Faculty News

- Larry Butler is currently at sea (in a good way), traveling the globe as part of the Semester at Sea Program. This year, he was awarded University Study Leave and will spend the spring working on current research projects. Over the past academic year, he offered new courses, including Introduction to Architecture and a seminar on Constantinople/Istanbul. He organized and spoke at a session on teaching southeast Asian textiles at the College of DuPage in Chicago. Locally, he spoke at the Folger Institute and gave several lecture series on a diverse range of subjects for the Smithsonian Associates.
- Robert DeCaroli was pleased that two of his essays were published as chapters in What’s the Use of Art?: Asian Visual and Material Culture in Context and Belief in the Past: Theoretical Approaches to the Archaeology of Religion. This year, when not pretending to be the Art History Program director, he gave several public lectures. Recently, he was invited to speak at George Washington University, the Smithsonian, and the International Association of Buddhist Studies in Atlanta. In September, he spoke in a Dusseldorf, Germany. In April, he will participate in a series of talks at the Houston Museum of Fine Arts. If you live in the Houston area, please stop by to say hello.

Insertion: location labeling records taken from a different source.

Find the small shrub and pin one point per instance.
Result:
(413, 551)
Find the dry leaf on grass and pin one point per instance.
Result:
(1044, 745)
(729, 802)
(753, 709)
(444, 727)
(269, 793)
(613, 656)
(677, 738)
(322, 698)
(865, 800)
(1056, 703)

- Although it’s hard for her to believe, Sheila ffolliott will retire in June 2009 after 30 years of teaching at Mason. She won’t fade from the lecture scene, however. Already scheduled are gigs for the Smithsonian Associates and other venues. During the 2007 fall semester, she chose to depart from her normal courses, offering a seminar in the Honors Program on Jamestown to coincide with the 400th anniversary of its founding. ffolliott was a plenary speaker at the annual conference of the Sixteenth Century Studies Association and also presented at conferences in Dallas, Chicago, Sarasota, and Minneapolis. This year, she will participate in the final conference of the series on Medici women patrons sponsored by the German Research Institute, which will meet, appropriately, in Florence. She also continues her involvement with the National Museum of Women in the Arts, serving on its Works of Art Committee.
- Michele Greet’s book Beyond National Identity: Indigenism in Andean Art, 1920-1960 is scheduled for publication by Pennsylvania State University Press in 2009. Greet has been invited to participate in numerous projects related to her research. She gave two talks in conjunction with a traveling exhibition of the work of the Ecuadorian artist Oswaldo Guayasamín at Georgetown Universtiy and the Art Museum of the Americas. Greet will travel to Florida Atlantic University in October to give yet another presentation on the artist. This past October, she was interviewed for a documentary on the Ecuadorian artist Camilo Egas. In addition, Greet had two articles on Andean art published in Revista de Historia Procesos and Brújula: revista interdisciplinaria sobre estudios latinoamericanos and presented papers at the American Studies Association annual conference and Mason’s Visual Culture Symposium. She currently is on academic leave from Mason with a postdoctoral research fellowship at the Phillips Collection in Washington, D.C., to begin work on a book on Latin American artists in Paris between the two world wars.